The ones you have will keep you going,they don't know how much you miss the one you lost, they just need you, your love, taking care of them, you will get through this with them.


----------



## HolDaisy (Jan 10, 2012)

Thinking of you  We lost our little girl Daisy 10 months ago and you've described exactly how we are feeling. I don't know what advice to offer you except just take it a day at a time and try your best to focus on your memories. It's so difficult though  all of us that have lost understand your pain. Sending lots of hugs!


----------



## PrincessDi (Jun 8, 2009)

I feel your pain! I'm so sorry that you're going thru this very tragic time without your girl. We lost our beloved Max 7/26/12. On many days, your post could be my own.

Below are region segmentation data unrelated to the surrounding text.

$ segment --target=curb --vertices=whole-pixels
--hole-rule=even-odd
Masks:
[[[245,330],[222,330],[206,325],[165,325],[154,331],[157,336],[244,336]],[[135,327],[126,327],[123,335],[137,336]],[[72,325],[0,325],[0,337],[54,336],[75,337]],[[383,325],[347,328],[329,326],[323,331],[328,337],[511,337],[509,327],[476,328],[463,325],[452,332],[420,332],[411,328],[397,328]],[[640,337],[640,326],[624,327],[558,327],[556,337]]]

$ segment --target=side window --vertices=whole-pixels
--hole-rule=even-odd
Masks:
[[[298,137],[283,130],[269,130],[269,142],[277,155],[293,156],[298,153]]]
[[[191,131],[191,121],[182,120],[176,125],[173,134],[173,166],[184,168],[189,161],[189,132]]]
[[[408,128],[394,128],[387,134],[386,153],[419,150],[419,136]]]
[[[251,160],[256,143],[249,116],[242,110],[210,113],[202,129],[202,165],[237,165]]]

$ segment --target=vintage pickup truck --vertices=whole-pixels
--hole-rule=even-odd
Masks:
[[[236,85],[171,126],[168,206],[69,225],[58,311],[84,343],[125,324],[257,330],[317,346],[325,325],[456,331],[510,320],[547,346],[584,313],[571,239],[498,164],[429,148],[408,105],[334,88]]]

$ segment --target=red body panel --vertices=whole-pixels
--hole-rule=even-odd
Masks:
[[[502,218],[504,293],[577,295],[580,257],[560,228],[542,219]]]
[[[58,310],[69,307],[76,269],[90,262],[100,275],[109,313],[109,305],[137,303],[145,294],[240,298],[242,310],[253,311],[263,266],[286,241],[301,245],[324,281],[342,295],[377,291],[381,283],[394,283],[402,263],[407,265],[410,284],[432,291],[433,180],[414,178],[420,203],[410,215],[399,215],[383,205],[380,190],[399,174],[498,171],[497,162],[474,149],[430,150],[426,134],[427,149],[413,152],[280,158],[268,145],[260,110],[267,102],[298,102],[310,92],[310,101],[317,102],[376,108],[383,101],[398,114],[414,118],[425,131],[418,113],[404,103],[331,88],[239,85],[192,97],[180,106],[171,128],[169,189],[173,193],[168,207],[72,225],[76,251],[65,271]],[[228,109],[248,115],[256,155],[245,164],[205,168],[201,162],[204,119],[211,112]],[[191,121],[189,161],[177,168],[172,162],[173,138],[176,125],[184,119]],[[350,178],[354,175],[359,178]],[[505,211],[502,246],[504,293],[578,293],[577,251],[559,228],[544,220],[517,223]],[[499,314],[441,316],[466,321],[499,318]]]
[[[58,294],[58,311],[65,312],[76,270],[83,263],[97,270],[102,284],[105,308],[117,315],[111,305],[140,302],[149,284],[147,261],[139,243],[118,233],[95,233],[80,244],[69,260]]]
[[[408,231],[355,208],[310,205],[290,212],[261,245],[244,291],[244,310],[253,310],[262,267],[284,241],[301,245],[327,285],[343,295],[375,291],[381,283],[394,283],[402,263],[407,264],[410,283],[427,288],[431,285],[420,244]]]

On most days the grief going on without them just seems to be too heavy to bear. Many days, we have to take it one minute at a time. To take on more is just too big of a load. Try not to focus on the future, but getting to the next minute or hour. At some point we do learn how to live without them. That hole in your heart will never be filled. But we do learn to get by with it. As your other kids get older, they will make a space in your big heart of their own.


----------



## Doug (Jul 17, 2010)

Being human is not a physical battle it is a mental one.

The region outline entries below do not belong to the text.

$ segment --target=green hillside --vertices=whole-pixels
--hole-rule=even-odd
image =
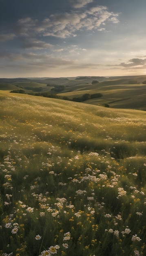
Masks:
[[[22,89],[26,93],[38,94],[39,96],[42,93],[44,96],[43,94],[48,93],[50,95],[57,94],[60,99],[79,101],[80,99],[73,98],[82,98],[88,94],[88,99],[87,97],[84,101],[88,104],[146,110],[146,84],[144,83],[146,80],[146,76],[10,79],[9,80],[1,79],[0,88],[1,90],[12,90]],[[2,83],[2,81],[10,81],[11,83]],[[102,97],[92,97],[93,94],[98,93],[102,94]]]
[[[145,112],[0,102],[1,255],[146,255]]]
[[[0,90],[13,90],[18,89],[18,87],[13,84],[6,83],[0,83]]]

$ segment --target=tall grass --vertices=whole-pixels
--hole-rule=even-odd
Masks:
[[[1,94],[0,255],[145,255],[145,112]]]

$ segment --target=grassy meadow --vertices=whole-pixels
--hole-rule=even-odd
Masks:
[[[9,92],[0,256],[146,255],[146,112]]]

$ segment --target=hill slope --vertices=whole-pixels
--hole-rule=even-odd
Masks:
[[[145,112],[0,103],[1,255],[146,255]]]

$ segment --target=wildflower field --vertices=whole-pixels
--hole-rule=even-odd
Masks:
[[[146,255],[146,112],[0,101],[0,255]]]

I know because I also _suffer_ from this but I _must force_ myself to remember that there are so many things that happen on earth that we cannot explain. Our feeble human minds cannot comprehend how we even came to be.

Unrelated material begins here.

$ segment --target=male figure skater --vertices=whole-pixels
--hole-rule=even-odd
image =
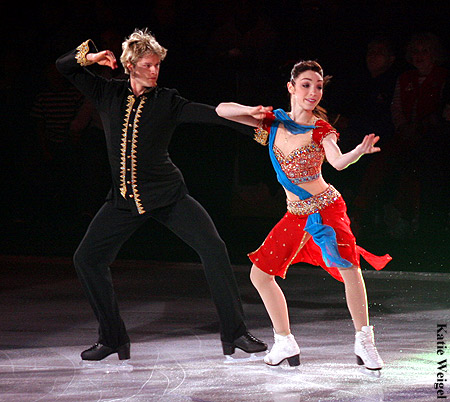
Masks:
[[[226,246],[203,207],[189,196],[183,176],[172,163],[168,146],[181,123],[226,124],[213,107],[190,102],[174,89],[158,87],[167,50],[145,30],[122,44],[120,58],[129,80],[107,80],[91,64],[117,68],[114,54],[97,51],[88,40],[61,56],[58,70],[97,107],[106,135],[112,188],[74,255],[74,264],[99,322],[97,343],[83,360],[117,353],[130,358],[130,338],[119,314],[109,265],[123,243],[148,219],[162,223],[200,256],[221,327],[223,353],[267,349],[252,336]],[[235,123],[232,123],[235,124]],[[234,126],[243,127],[243,126]]]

There MUST be more out there that what we can see. That is why so many people believe have faith in a better place far more intelligent and wonderful than what we see here on earth. That is why there are so many organised religions out there with millions of followers.

Why have you_ decided _that Allie is in a bad place? 
Doesn't it make more sense that she was sent here for a short time to give you the gift of unconditional love and now she deserves to go back to heaven and rest and enjoy some reward time? Just because she is gone from your sight does not mean that she is gone altogether. 

It is only human nature to think the worst. It is an advanced soul (which we are all striving to be) that can stand the test and hold their head up high and have faith in heaven and beyond.

Allie would want you to have faith and focus on the positive relationship that you had together instead of the heart breaking inevitable loss that we all sign up for when we bring a new soul into our lives. She wants you to keep up the fight. 

_Decide_ and have faith that she is being looked after and being healed for by those people and pets that have gone before her. Know that earth is the testing ground of faith and that heaven is our real home where we feel the most loved happy and free. Allie deserves this even if it means being away from your sight. Be happy for her.

There will be times when you will feel weak use this energy to help others. Donate some clothes, continue your fantastic work on the forums or help out at the local dog shelter.

You have every right to miss her but when you do do it with pride for the beautiful eternal relationship that you have together. You have sent many waves of love and support to others may you feel the love and waves of support that is being sent to you tenfold! 

Good luck with your healing!!! You CAN do it



_"Turn your face to the sun_ and the shadows fall behind you." - by Proverb, Maori.

*
*


----------



## caseypooh (Dec 30, 2010)

She's not far away, She's with you even though you can't see her. She's guiding you and with you every day. We are not the same now, that is so true but we are better because of them. Casey taught me so much and now Jessie teaches me like your pups are teaching you. Be kind to yourself, you will see her again.


----------



## patrice (Nov 3, 2011)

It does get better, but it takes a lot of time, and a lot of searching. I understand completely the loss. I did not think that I would ever be the same. Time does heal, but it is ALOT of time. When we have loved so deeply to a companion that was with us everyday we need ALOT of time to a new normal. In my experience, I found peace in a couple of videos which I will upload. Yet, if I am honest, my peace really came when I was able to have another golden to love.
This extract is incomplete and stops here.